Sally Perel, Autor des Buches "Ich war Hitlerjunge Salomon", besuchte das Berufskolleg Holsterhausen. Schüler zeigten sich beeindruckt von der Persönlichkeit des 83-Jährigen

Holsterhausen. Andächtige Stille herrschte in der Aula des Berufskollegs Holsterhausen, als Sally Perel, Autor von "Ich war Hitlerjunge Salomon", nach langem Warten endlich den Raum betrat. Ein kleiner, alter Herr, der in seiner einzigartigen Lebensgeschichte das unfassbare Leid eines Volkes und zugleich die unerträgliche Schuld einer Nation vereint.

Einer der wenigen verbliebenen Zeitzeugen des Nationalsozialismus. Ein Jude, der es mit einer anderen Identität schaffte, den Holocaust zu überleben. Ein Autor, der es sich zur Aufgabe gemacht hat, junge Menschen aufzuklären und sie aufzufordern zu eigenständigem, kritischem Denken. "Ich höre oft die Schreie der vielen Kinder, die einfach verbrannt wurden. Sie fragen: Warum? Es gibt darauf keine Antwort, selbst der Teufel hat keine Antwort", sagte Sally Perel sichtlich bewegt zu den etwa 200 Zuhörern. "Aber ich habe mir vorgenommen, alle Jugendlichen zu impfen, sie zu impfen mit den Tränen dieser Kinder."

Es blieb still in der voll besetzten Aula. Als könnten die Anwesenden nicht glauben, dass der charismatische Mann auf der Bühne tatsächlich so viel Leid erlebt hat. "Zeitzeugen sind die besten Geschichtslehrer", erklärte Sally Perel und stellte es gleich unter Beweis. Er berichtete vom Abschied von seinen Eltern, von seiner Flucht nach Minsk, von seiner Gefangennahme, von seiner Zeit als Hitlerjunge, von dem Leid, das um ihn herum geschah und von den Lügen, die ihm das Leben retteten.

"Meine einzige Waffe war die Lüge", erinnerte sich Perel an die Entscheidung, die sein ganzes Leben beeinflusst hat. Als er in einem Dorf vor Minsk von der Wehrmacht aufgegriffen wird, wird er gefragt, ob er Jude sei. Er antwortet: "Nein, ich bin kein Jude. Ich bin Volksdeutscher". Von da an beginnt ein jahrelanges Versteckspiel und ein Gewissenskonflikt. Hatte ihm sein Vater zum Abschied doch die Worte mit auf den Weg gegeben: "Vergiss nie, wer du bist."

Aber Perel hört auf den Rat, den Befehl seiner Mutter: "Sali, du sollst leben." Der damals 16-Jährige entscheidet sich gegen die Religion und für das Leben, er heißt nun Joseph Perjel und ist ein Hitlerjunge.

Die Schüler des Berufskollegs Holsterhausen waren beeindruckt und bewegt von der unglaublichen Geschichte des heute 83-Jährigen. "Wir haben das Thema zwar schon häufig im Unterricht besprochen, aber es ist ein sehr bewegendes Gefühl, einen Betroffenen persönlich zu treffen", sagte Schülerin Melanie Souren (22). "Man bekommt das Bedürfnis, sich bei ihm zu entschuldigen, obwohl man selbst ja gar nichts gemacht hat."

Nach dem etwa zweistündigen Vortrag nutzten viele Schüler die Gelegenheit, sich ihre Bücher signieren zu lassen und persönliche Worte an Sally Perel zu richten.
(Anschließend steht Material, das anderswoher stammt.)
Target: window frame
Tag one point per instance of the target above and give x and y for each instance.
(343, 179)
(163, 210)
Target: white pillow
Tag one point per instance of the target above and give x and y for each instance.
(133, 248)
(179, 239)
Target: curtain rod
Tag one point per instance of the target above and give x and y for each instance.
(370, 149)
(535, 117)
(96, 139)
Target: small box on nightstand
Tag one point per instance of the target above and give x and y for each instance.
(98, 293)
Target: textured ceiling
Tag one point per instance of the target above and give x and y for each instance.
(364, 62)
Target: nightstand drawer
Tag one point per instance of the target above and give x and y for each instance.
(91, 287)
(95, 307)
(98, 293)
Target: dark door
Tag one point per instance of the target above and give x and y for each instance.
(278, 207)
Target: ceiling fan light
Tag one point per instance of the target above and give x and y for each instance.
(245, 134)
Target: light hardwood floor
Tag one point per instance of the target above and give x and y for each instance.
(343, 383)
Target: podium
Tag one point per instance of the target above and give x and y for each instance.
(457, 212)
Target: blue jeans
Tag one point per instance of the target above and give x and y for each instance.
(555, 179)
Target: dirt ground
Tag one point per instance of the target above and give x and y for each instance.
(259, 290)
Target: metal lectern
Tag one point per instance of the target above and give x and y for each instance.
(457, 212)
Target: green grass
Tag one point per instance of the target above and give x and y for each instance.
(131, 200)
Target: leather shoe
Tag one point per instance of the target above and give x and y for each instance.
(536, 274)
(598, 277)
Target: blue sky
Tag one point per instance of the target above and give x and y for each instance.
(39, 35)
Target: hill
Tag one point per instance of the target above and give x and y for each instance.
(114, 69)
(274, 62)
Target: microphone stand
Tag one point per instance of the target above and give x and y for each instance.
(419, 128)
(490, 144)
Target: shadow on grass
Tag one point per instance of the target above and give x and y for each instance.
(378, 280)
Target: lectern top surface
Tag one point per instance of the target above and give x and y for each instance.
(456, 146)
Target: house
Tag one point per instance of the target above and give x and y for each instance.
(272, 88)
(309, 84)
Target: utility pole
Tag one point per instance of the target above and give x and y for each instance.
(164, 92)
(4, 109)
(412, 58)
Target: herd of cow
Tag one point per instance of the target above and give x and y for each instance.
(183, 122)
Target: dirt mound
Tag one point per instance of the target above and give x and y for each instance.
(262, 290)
Auch die Chance, Fragen zu stellen blieb nicht ungenutzt. "Wie fühlt man sich, als Jude eine militärische Ausbildung zu durchlaufen, die auf die Ausrottung des jüdischen Volkes ausgerichtet ist?" "Haben Sie noch Kontakt zu ihren ,Freunden' von damals?" "Wie beurteilen Sie die Aufarbeitung des Themas heute?" Die Schüler hatten viele Fragen.

"Ich bin sehr dankbar, dass ich einen solch beeindruckenden Menschen und einen der letzten Zeitzeugen kennenlernen durfte", sagte Cristoni Florido (21) nach kurzem Gespräch mit dem Autor. Es sind vor allem das Interesse der jungen Menschen und ihre Reaktionen, die Sally Perel die Kraft geben, weiterzumachen. "Die Jugend ist ein Rohstoff", sagt er, "wenn sie nicht kritisch ist, dann kann man sie leicht missbrauchen."